We live in an old street called (let's say) Gloucester Street. The street next to ours, that was built/established 100+ years later is called Gloucester Lane. We regularly get post for the same number house on the other street, and they get post for us. We get takeaway deliveries too, which have been ordered by them, not us (we don't just say nothing and take them; we do tell the delivery person where to find the right house!) We had a tradesman turn up to give us a quote last week that had been requested (presumably by phone/online) by the other household.
A house came up for sale on Gloucester Street - one where I think an elderly person had lived, with a really decent sized front and back garden. It was bought by developers who knocked it down and have now built several new houses on the plot. As it happens, for some historical reason and as luck would have it, there were a few numbers missing, so there were enough for each new house to have its own number that would slot in perfectly and sequentially with the existing houses on the street.

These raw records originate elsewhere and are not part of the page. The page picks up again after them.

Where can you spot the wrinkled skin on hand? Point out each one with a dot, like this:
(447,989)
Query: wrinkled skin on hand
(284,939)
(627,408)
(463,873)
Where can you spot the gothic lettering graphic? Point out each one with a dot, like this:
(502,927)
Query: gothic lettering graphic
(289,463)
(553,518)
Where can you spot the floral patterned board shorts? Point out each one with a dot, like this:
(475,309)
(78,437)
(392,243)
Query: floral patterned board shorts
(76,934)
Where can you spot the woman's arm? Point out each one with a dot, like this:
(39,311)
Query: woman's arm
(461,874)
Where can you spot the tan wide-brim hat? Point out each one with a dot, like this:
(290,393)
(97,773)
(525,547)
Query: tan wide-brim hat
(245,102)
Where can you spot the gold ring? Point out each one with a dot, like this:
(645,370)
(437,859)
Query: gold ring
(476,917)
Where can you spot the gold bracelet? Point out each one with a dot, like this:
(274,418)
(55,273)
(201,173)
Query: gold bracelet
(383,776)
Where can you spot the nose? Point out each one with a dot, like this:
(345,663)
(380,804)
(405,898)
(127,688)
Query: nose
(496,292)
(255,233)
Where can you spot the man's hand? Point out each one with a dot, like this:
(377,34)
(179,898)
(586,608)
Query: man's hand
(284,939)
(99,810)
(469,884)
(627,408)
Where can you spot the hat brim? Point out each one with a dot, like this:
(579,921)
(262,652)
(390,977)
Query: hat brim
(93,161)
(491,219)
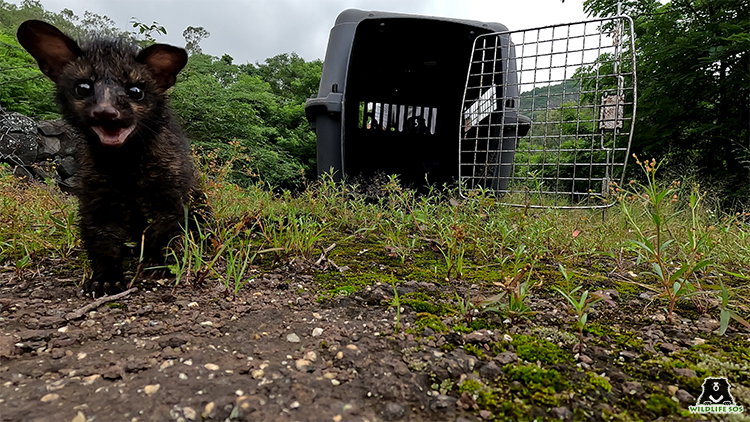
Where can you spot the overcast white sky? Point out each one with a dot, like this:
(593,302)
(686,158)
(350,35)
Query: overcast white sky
(253,30)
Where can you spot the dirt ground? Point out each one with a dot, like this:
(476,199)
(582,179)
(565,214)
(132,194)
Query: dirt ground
(277,353)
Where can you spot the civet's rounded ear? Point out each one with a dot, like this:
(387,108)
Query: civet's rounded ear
(52,49)
(165,62)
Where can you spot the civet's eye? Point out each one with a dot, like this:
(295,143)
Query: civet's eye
(135,93)
(84,89)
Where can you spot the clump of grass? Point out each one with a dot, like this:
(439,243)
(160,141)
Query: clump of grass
(581,303)
(673,260)
(36,219)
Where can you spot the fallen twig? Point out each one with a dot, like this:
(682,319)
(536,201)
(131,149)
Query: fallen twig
(97,303)
(324,255)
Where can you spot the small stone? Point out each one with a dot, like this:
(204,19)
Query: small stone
(490,370)
(50,397)
(505,358)
(208,411)
(443,401)
(91,379)
(628,355)
(393,411)
(151,389)
(292,338)
(302,364)
(7,346)
(485,414)
(190,413)
(633,388)
(479,336)
(669,347)
(562,413)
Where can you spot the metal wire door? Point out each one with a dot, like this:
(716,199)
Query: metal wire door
(548,113)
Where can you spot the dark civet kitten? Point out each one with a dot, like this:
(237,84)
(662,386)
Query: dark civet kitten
(135,167)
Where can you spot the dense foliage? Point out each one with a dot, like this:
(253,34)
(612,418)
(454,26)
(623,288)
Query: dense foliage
(693,62)
(252,114)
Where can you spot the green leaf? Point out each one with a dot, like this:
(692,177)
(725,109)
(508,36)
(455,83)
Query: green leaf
(657,270)
(724,321)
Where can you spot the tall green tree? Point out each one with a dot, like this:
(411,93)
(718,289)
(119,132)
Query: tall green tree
(693,63)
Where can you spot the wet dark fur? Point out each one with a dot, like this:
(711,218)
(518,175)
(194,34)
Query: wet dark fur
(139,189)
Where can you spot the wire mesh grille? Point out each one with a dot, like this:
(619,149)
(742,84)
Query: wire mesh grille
(548,113)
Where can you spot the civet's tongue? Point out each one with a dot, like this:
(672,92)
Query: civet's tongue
(113,136)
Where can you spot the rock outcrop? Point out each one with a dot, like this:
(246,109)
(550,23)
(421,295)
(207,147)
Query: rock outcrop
(41,150)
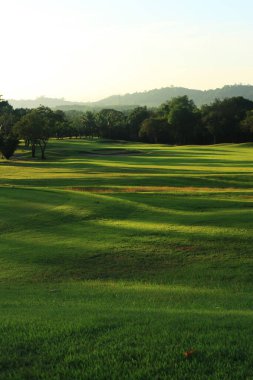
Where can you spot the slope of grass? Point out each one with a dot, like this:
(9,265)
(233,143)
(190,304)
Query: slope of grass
(117,258)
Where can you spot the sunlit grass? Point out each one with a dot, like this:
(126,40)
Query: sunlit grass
(112,266)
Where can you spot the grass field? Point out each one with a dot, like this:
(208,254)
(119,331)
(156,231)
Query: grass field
(116,259)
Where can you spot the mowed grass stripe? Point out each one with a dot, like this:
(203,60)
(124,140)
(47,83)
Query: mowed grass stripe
(113,266)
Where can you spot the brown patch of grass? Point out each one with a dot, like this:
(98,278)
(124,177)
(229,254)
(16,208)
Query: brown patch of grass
(153,189)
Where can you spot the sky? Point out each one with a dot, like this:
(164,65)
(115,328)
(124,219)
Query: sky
(85,50)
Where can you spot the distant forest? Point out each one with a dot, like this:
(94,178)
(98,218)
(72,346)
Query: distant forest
(177,121)
(151,98)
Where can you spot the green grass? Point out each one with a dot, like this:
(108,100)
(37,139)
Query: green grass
(116,258)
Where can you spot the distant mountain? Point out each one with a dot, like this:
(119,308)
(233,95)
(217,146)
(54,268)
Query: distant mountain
(156,97)
(152,98)
(44,101)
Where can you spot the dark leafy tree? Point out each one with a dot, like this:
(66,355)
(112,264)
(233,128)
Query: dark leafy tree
(8,145)
(134,121)
(223,119)
(154,131)
(37,127)
(183,118)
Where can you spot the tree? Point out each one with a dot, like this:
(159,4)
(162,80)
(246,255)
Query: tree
(183,118)
(223,118)
(90,124)
(134,121)
(112,124)
(154,131)
(8,140)
(247,124)
(37,127)
(8,145)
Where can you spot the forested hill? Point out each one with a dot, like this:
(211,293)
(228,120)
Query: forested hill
(44,101)
(156,97)
(152,98)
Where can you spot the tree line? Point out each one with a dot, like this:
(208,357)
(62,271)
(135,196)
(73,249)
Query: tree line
(176,122)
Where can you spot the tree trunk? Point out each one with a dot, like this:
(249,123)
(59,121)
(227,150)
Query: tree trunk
(43,145)
(33,150)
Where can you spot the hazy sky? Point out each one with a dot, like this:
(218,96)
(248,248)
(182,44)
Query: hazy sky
(87,50)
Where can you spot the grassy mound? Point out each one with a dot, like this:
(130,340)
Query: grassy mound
(127,267)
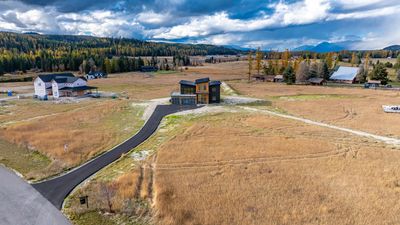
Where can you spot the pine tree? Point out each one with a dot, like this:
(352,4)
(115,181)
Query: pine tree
(329,60)
(325,71)
(353,59)
(302,72)
(289,76)
(313,71)
(259,57)
(250,61)
(380,73)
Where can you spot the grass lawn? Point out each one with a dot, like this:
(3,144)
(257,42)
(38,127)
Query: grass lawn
(67,134)
(21,158)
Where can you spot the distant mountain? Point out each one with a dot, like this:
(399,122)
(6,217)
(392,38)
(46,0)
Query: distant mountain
(321,47)
(304,48)
(238,47)
(393,48)
(31,33)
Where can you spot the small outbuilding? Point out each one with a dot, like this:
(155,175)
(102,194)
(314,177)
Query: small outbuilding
(148,69)
(316,81)
(278,78)
(372,84)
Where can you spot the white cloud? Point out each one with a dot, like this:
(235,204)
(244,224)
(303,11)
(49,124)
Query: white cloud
(153,18)
(304,12)
(385,11)
(352,4)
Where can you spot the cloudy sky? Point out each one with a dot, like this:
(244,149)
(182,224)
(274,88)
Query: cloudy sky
(360,24)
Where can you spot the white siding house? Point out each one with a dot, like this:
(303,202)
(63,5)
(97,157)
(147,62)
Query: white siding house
(60,85)
(345,74)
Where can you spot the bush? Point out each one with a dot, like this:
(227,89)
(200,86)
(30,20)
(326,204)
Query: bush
(388,64)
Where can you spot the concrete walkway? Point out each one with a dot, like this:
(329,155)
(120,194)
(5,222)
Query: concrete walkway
(21,204)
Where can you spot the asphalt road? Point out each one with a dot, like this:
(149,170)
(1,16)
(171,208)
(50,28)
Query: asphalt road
(23,205)
(56,190)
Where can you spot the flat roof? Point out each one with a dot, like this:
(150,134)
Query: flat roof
(178,94)
(81,88)
(345,73)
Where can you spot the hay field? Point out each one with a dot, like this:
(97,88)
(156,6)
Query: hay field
(65,134)
(355,108)
(268,170)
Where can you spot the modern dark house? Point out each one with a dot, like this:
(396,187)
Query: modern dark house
(148,69)
(201,91)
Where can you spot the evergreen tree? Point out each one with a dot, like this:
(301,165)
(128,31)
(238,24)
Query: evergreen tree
(398,75)
(380,73)
(313,70)
(302,72)
(250,62)
(289,76)
(259,57)
(362,74)
(325,73)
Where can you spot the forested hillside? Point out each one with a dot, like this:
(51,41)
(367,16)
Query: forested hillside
(21,52)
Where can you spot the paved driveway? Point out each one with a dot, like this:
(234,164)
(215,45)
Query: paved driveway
(55,190)
(21,204)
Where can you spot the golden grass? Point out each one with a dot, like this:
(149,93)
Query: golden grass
(140,86)
(71,137)
(269,170)
(356,108)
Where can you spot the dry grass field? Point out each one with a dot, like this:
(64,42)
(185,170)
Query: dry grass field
(354,108)
(139,86)
(249,168)
(65,134)
(266,170)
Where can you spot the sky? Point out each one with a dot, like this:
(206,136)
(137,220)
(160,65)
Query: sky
(269,24)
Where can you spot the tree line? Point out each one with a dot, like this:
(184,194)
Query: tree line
(53,53)
(297,69)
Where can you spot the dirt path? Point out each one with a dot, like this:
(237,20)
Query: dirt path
(387,140)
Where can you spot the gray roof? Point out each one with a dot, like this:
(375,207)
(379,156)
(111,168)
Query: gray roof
(49,77)
(187,82)
(81,88)
(215,82)
(316,80)
(61,79)
(202,80)
(177,94)
(345,73)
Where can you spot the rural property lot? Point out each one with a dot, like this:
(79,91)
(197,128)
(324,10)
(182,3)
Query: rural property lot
(271,169)
(354,108)
(252,168)
(264,169)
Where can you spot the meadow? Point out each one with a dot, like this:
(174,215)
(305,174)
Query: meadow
(233,167)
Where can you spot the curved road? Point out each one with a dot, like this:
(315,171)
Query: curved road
(56,190)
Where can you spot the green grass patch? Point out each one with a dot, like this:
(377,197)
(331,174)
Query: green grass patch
(256,103)
(305,97)
(22,159)
(162,72)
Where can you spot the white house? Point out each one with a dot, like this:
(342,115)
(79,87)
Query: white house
(60,85)
(95,75)
(345,74)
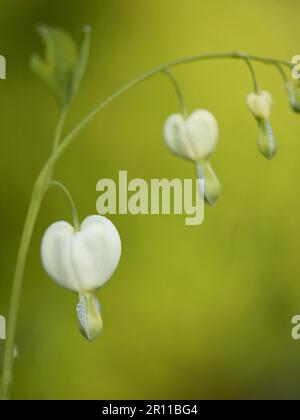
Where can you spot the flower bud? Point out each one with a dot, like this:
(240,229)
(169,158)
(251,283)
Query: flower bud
(293,91)
(266,142)
(260,104)
(194,138)
(89,316)
(82,262)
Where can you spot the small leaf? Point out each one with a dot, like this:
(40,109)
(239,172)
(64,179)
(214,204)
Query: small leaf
(84,52)
(63,66)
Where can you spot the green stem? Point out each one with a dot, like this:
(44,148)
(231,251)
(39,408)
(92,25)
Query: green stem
(75,214)
(282,73)
(44,179)
(201,57)
(35,203)
(39,191)
(179,93)
(252,71)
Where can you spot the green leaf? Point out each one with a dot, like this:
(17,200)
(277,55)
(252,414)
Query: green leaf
(84,53)
(64,65)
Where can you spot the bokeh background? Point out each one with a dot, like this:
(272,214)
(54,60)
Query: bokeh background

Except the developers haven't done this. Instead, they have got permission for the very short mutual access drive for the new houses - no longer than several of the other single-house drives - to be given its own brand new name; and in their imaginative wisdom, somebody has named it Gloucester Rise.
We get this at my workplace as well – mail for an adjacent road with the same name (e.g. we are Burton Street and they are Burton Place) – and they get mail for us too. One a few days ago was clearly a letter from the NHS notifying them (well, us, I suppose) of their appointment.
I know plenty of other towns and cities (even villages) do the same thing - using the same name but different suffix for nearby roads. I don't know if other people's posties are as careless as our local ones, but I can't imagine that we're alone in that. Just why? Surely you must be insane not to realise that doing this is deliberately creating absolutely 100% avoidable confusion, inconvenience and disruption for potentially centuries into the future? We even have two different roads in our small town with the exact same name e.g. both called Church Street.
It's not like there aren't hundreds of thousands of different words available to choose from. How is this not Lesson 101 for a town planner/new road approver? It's kind of like the equivalent of naming your triplets Eve, Eva and Evie and genuinely not anticipating any confusion at all!